= National Campaign Committee for Unemployment Insurance =

The National Campaign Committee for Unemployment Insurance (NCCUI) was a mass organization of the Communist Party USA established in October 1930 in an effort to build a radical movement around the issue of unemployment insurance, thereby advancing the American Communist Party's cause. Headed by Alfred Wagenknecht, the NCCUI gathered a claimed 1.4 million petition signatures, which were presented to United States Congress amidst a heightened police presence on February 10, 1931. Three of the group's 140 delegates were expelled from the gallery of the U.S. Senate on that date for interrupting the debate.

==Organizational history==

With the deepening of the Great Depression in 1930, the Communist International (Comintern) based in Moscow began to see millions of unemployed workers around the world as a fertile field for the sowing of revolutionary ideas. Directives were issued to the member parties of the Comintern instructing that efforts be made for the organization of the unemployed and to attempt to build a mass movement around the demand for unemployment insurance.

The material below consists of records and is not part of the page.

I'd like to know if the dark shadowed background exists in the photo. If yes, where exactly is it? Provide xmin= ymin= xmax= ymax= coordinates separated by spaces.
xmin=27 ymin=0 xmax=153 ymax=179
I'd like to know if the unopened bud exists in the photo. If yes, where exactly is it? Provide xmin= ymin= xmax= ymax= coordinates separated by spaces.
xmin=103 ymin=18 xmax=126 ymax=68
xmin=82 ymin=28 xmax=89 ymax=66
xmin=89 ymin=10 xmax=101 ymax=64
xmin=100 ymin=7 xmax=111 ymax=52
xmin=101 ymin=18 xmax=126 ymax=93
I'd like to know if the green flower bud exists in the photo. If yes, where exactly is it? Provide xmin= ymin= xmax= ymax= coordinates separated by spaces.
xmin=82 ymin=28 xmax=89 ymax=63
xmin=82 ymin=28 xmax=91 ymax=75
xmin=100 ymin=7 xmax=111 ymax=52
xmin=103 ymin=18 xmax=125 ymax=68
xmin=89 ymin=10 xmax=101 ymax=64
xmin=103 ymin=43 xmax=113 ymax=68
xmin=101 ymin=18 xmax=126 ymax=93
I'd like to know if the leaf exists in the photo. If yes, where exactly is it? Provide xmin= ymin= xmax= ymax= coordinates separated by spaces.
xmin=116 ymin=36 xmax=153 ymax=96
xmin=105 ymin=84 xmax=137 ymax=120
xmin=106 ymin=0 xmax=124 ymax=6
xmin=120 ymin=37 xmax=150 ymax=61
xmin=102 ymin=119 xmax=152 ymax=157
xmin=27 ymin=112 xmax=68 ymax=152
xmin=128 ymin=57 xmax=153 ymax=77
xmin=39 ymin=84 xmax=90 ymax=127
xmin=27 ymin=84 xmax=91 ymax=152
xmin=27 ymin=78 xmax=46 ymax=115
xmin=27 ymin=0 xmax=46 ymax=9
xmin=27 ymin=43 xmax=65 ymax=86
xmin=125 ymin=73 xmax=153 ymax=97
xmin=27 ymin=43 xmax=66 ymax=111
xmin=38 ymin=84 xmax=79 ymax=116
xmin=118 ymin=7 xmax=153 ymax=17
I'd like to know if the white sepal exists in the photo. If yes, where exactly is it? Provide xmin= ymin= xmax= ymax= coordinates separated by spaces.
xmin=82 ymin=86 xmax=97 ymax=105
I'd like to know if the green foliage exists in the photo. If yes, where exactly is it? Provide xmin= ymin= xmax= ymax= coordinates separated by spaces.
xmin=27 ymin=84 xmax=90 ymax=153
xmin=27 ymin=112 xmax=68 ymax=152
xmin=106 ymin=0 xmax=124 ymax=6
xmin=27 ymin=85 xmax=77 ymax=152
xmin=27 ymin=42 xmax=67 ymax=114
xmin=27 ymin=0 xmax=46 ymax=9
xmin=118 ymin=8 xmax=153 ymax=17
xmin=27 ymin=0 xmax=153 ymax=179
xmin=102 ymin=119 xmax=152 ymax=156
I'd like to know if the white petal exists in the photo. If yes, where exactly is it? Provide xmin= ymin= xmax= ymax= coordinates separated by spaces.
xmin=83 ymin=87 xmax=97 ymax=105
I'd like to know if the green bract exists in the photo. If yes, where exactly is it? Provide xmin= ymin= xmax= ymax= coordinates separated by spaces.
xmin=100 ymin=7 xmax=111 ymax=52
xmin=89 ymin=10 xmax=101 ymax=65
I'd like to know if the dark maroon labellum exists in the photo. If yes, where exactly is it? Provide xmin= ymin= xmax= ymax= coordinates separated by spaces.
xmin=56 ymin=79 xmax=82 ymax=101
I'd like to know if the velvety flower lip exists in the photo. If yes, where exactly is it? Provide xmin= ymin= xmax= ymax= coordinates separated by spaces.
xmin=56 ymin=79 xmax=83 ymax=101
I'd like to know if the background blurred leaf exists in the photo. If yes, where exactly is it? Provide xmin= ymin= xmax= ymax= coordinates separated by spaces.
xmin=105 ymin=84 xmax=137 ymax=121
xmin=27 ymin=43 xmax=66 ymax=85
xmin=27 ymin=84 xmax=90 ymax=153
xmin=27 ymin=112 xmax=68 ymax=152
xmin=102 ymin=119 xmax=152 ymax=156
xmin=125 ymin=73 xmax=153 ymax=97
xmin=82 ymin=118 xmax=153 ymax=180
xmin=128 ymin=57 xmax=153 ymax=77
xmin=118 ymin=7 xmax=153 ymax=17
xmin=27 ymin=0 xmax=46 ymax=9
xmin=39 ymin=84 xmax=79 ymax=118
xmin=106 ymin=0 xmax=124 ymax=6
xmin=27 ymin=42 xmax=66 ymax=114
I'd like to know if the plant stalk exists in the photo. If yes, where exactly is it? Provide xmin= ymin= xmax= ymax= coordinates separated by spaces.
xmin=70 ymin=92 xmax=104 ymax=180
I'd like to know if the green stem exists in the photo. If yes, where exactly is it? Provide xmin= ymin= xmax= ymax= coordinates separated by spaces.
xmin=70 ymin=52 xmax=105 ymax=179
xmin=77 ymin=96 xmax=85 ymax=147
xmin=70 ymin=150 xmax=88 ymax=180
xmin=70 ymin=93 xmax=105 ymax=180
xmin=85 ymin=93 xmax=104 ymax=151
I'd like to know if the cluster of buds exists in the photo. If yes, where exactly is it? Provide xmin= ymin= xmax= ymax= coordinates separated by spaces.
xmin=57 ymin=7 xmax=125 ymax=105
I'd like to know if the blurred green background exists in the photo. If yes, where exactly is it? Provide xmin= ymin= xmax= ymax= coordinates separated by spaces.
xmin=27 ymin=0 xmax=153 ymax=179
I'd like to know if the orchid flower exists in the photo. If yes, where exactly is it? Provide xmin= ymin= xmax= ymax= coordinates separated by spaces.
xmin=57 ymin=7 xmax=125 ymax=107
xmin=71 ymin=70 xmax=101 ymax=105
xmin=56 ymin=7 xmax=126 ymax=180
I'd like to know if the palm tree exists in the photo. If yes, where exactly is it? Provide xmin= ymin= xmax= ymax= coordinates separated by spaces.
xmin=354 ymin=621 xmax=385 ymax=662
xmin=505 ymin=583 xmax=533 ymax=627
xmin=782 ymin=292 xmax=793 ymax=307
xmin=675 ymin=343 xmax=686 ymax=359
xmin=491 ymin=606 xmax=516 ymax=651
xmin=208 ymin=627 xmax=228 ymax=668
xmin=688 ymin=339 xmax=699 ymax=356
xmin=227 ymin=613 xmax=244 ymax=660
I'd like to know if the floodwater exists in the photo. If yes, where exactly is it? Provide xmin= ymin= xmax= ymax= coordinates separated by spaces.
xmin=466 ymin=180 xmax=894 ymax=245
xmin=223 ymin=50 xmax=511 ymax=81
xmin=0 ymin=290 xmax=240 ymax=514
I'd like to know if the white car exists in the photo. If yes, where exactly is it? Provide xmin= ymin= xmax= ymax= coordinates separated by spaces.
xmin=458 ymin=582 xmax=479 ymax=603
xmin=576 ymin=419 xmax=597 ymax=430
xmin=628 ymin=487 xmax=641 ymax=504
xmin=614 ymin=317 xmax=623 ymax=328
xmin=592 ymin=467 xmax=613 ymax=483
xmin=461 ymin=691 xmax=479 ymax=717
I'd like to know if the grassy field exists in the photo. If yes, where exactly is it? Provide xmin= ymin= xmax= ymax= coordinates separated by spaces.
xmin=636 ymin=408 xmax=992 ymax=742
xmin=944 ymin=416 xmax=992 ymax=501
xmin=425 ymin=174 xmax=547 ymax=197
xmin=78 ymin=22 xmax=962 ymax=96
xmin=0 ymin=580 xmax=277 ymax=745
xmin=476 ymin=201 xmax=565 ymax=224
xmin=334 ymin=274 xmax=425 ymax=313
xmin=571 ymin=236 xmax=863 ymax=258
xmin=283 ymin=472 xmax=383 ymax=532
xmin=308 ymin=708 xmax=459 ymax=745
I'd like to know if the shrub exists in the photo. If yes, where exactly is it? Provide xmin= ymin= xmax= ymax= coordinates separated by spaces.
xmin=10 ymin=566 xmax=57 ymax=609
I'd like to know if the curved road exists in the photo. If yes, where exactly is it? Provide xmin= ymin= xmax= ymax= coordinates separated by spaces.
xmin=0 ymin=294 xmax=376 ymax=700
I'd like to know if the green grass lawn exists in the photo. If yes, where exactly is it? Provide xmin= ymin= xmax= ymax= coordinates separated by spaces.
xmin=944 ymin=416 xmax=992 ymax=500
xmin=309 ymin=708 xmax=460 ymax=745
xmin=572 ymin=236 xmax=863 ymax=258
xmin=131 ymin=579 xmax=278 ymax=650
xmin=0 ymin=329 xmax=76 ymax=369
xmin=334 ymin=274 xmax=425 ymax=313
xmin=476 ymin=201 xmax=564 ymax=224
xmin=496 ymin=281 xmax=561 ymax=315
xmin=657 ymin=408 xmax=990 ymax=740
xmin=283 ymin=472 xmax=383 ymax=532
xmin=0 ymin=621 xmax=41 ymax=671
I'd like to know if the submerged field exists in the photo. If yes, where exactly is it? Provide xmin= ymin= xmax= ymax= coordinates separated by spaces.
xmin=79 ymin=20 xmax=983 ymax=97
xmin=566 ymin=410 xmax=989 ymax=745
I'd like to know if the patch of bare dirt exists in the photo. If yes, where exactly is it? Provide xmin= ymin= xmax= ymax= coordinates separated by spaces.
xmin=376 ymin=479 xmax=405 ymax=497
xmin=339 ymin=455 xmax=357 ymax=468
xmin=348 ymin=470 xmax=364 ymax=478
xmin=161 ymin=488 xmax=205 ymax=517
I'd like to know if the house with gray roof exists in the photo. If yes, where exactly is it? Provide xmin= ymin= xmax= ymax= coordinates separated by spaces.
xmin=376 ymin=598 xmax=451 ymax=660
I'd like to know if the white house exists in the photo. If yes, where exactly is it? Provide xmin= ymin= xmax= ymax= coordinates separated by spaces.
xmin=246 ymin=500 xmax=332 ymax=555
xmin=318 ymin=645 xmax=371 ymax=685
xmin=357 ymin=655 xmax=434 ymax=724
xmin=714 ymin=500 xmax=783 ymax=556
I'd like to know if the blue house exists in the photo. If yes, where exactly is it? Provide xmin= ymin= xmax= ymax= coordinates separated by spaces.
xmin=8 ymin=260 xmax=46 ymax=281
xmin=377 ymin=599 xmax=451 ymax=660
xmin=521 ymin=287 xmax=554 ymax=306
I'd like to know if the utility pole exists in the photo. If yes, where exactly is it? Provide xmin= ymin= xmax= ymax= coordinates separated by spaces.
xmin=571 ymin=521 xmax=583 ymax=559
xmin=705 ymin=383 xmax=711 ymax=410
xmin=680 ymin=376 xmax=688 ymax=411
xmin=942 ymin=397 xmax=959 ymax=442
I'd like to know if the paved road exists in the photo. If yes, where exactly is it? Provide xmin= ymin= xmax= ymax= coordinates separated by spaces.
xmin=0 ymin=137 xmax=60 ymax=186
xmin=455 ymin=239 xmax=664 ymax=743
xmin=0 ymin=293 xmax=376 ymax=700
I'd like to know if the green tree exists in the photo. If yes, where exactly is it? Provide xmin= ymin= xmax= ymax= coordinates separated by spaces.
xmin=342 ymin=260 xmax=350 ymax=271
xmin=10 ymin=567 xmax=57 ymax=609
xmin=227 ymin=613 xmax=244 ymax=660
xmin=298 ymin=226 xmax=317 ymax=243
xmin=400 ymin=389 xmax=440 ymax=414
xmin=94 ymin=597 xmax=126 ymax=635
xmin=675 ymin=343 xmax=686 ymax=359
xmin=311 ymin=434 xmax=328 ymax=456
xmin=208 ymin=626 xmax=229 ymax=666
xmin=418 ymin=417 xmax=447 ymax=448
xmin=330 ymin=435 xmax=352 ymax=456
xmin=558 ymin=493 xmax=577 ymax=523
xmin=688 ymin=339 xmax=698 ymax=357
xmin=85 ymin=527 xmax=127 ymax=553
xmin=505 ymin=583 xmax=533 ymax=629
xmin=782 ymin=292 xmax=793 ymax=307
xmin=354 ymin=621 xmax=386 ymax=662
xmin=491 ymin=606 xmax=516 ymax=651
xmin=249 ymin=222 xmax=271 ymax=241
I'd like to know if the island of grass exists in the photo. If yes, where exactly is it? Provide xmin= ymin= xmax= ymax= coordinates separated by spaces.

To this end, the decision was made to form a new auxiliary of the Communist Party USA was established to direct the unemployment insurance campaign. On November 11, 1930, representatives of a number of the Communist Party's so-called "mass organizations" (pejoratively known as "front groups") were assembled at a conference held in New York City to establish a new organization known as the National Campaign Committee for Unemployment Insurance. Among those party organizations represented at this gathering were the Communist Party's Unemployed Councils, its newly established fraternal organization the International Workers Order, and the party's radical trade union organization, the Trade Union Unity League.

The gathering determined to launch a petition drive aimed at bringing the signatures of at least 1 million Americans to Congress in an effort to force the adoption of a program of unemployment insurance in the United States. Veteran Communist Party functionary Alfred Wagenknecht was placed in charge of the campaign.

On February 10, 1931, the fruits of the NCCUI's efforts, petitions said to contain some 1.4 million signatures, were brought to Washington, DC by a group of 140 of the organization's active supporters, headed by Wagenknecht. The United States Capitol Police were called out in force in anticipation of the arrival of the Communists.

Three members of the NCCUI were ultimately expelled from the gallery of the U.S. Senate for interrupting debate. After presenting their petitions the group quietly departed the capitol on the next day, with Wagenknecht declaring, "Next time we will not come with signatures. We will come with organized mass power."

The U.S. House of Representatives took up the matter of Communism in America during its floor debate on February 11 with conservatives opining the desirability of deporting alien radicals from America, while progressives such as Rep. Fiorello LaGuardia of New York declaring that Congress should indeed pass some sort of unemployment insurance legislation as a way of undercutting revolutionary sentiment.